POST http://my.api/data
{original: 123, add:10, multiply:5}
returns
201 Created
Location: http://my.api/data/{uniqueid}
then GET the edited data
GET http://my.api/data/{uniqueid}
There are multiple ways this can be done. In the end it should be clean, regardless of what label you want to give it (REST non-REST). REST is not a protocol with an RFC, so don't worry too much about whteher you pass information as URL paths or URL params. The underlying webservice should be able to get you the data regarless of how it is passed. For example Java Jersey will give you your params no matter if they are param or URL path, its just an annotation difference.
Going back to your specific problem I think that the resource in this REST type call is not so much the data that is being used to do the numerical operations on but the actual response. In that case, a POST where the data ID and the operations are fields might suffice.
POST http://my.api/operations/
{
"dataId": "123",
"operations": [
{
"type": "add",
"value": 10
},
{
"type": "multiply",
"value": 5
}
]
}
The response would have to point to the location of where the result can be retrieved, as you have pointed out. The result, referenced by the location (and ID) in the response, is essentially an immutable object. So that is in fact the resource being created by the POST, not the data used to calculate that result. Its just a different way of viewing it.
EDIT: In response to your comment about not wanting to store the outcome of the operations, then you can use a callback to transmit the results of the operation to the caller. You can easily add the a field in the JSON input for the host or URL of the callback. If the callback URL is present, then you can POST to that URL with the results of the operation.
{
"dataId": "123",
"operations": [
{
"type": "add",
"value": 10
},
{
"type": "multiply",
"value": 5
}
],
"callBack": "<HOST or URL>"
}
Please don't view this as me answering my own question, but rather as a constribution to the discussion.
I have given a lot of thought into this. The main problem with the currently suggested architectures is scalability, since the server creates copies of data each time it is operated on.
The only way to avoid this is to model operations and data separately. So, similar to Jose's answer, we create a resource:
POST http://my.api/operations/
{add:10, multiply:5}
Note here, I didn't specify the data at all. The created resource represents a series of operations only. The POST returns:
201 Created
Location: http://my.api/operations/{uniqueid}
The next step is to apply the operations on the data:
GET http://my.api/data/123/operations/{uniqueid}
This seprate modeling approach have several advantages:
Data is not replicated each time applies a different set of operations.
Users create only operations resources, and since their size is tiny, we don't have to worry about scalability.
Users create a new resource only when they need a new set of operations.Going to the image example: if I am designing a greyscale website, and I want all images to be converted to greyscale, I can do
POST http://my.api/operations/
{greyscale: "50%"}
And then apply this operation on all my images by:
GET http://my.api/image/{image_id}/operations/{geyscale_id}
As long as I don't want to change the operation set, I can use GET only.
Common operations can be created and stored on the server, so users don't have to create them. For example:
GET http://my.api/image/{image_id}/operations/flip
Where operations/flip is already an available operation set.
Easily, applying the same set of operations to different data, and vice versa.
GET http://my.api/data/{id1},{id2}/operations/{some_operation}
Enables you to compare two datasets that are processed similarly. Alternatively:
GET http://my.api/data/{id1}/operations/{some_operation},{another_operation}
Allows you to see how different processing procedures affects the result.
I wouldn't try to describe your math function using the URI or request body. We have a more or less standard language to describe math, so you could use some kind of template.
GET http://my.api/data/123?transform="5*(data+10)"
POST http://my.api/data/123 {"transform": "5*({data}+10)"}
You need a code on client side, which can build these kind of templates and another code in the server side, which can verify, parse, etc... the templates built by the client.
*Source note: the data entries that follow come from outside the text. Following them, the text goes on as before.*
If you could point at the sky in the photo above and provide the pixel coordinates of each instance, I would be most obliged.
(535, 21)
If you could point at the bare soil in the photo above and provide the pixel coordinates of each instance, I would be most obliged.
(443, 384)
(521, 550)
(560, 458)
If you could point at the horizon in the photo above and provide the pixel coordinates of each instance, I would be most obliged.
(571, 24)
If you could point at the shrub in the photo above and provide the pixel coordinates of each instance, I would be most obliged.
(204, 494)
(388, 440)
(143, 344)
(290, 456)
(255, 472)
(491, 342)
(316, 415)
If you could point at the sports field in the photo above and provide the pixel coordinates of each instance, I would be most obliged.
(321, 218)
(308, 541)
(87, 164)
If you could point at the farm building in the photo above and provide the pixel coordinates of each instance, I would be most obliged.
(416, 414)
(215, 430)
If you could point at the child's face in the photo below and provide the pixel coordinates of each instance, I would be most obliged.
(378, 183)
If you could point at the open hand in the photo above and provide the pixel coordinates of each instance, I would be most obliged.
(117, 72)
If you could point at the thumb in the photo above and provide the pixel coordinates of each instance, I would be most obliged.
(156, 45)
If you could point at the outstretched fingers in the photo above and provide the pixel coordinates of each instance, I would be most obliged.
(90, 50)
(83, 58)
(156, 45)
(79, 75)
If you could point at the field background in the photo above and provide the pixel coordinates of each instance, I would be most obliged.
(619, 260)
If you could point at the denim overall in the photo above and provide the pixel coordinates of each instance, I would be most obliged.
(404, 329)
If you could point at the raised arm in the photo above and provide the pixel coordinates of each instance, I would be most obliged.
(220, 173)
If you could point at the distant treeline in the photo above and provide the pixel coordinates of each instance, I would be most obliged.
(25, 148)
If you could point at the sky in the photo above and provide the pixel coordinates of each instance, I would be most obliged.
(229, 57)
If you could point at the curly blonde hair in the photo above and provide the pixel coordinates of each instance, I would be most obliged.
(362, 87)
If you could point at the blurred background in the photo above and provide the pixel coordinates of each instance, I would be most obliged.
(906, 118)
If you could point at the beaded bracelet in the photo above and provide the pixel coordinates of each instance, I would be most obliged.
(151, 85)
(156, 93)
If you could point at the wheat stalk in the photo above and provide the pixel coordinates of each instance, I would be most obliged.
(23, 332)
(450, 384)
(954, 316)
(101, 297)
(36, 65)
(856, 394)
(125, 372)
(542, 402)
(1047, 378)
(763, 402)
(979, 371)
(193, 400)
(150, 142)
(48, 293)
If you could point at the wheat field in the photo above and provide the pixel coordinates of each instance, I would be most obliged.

REST API Design : Is it ok to change the resource identifier during a PUT call?

I'm curious to learn more about RESTful design patterns around the PUT call. Specifically, am I violating norms by changing the resource ID as part of a PUT call?
Consider the following...
POST /api/event/ { ... } - returns the resource ID (eventid) of the new event in the body
GET /api/event/eventid
PUT /api/event/eventid - returns the (possibly new) resource ID depending on request body
GET /api/event/eventid - fails if the original eventid was used in the URI
The endpoints for GET and PUT can quickly access the resource if the eventid represents internal resources (like a database record). If the PUT results in the server moving the underlying resource, the ID can change.
Am I violating norms when I do this?
REST is not a strict specification, but more a set of guidelines and best practices that can be followed to build web-services that are easy to understand and work with. So there's nothing that prevents you from changing a resource IDs during a PUT.
That being said, doing so is IMO a bad practice. One of the ideas behind REST is that each resource can be referenced using a URI. In your case this URI is the concatenation of the path and (I assume) an internal ID. This URI could be used by other "systems" and stored as references. If you change the ID of a resource on a PUT, you change the URI and all references to that resource will be broken (404).
If you feel the need to change the ID that is part of the URI, you may not have picked the right property for it. Consider something else that would be immutable (e.g.: tag your resource with a UUID and use it rather than an internal DB ID).
Not addressing your question full on, but this makes me worry:
returns the resource ID (eventid) of the new event in the body
You aren't returning an integer id, and then letting the client construct urls from this, are you? A proper REST application should give url's to resources, not ids.
As for your question - PUT means something like "Create a new resource at this location". You could conceivably reply with a redirect and a Location header, but it's a bit of a strange thing to do. Besides, the semantics of PUT dictates that you send the entire entity with the request, which is probably not what you want in this scenario. Maybe it would be more fitting to use POST in this situation? (E.g. POST on /api/event/1234
I think it's ok; PUT is still idempotent (repeated calls will not lead to other modifications).
Just: I would ensure that the old ID is not reused, and have the api return 301 codes for calls to old ID (in case other clients had links to the resource).
Maybe the initial PUT that modifies the ID should return a 303 code that point to the new resource location, I'm not sure here.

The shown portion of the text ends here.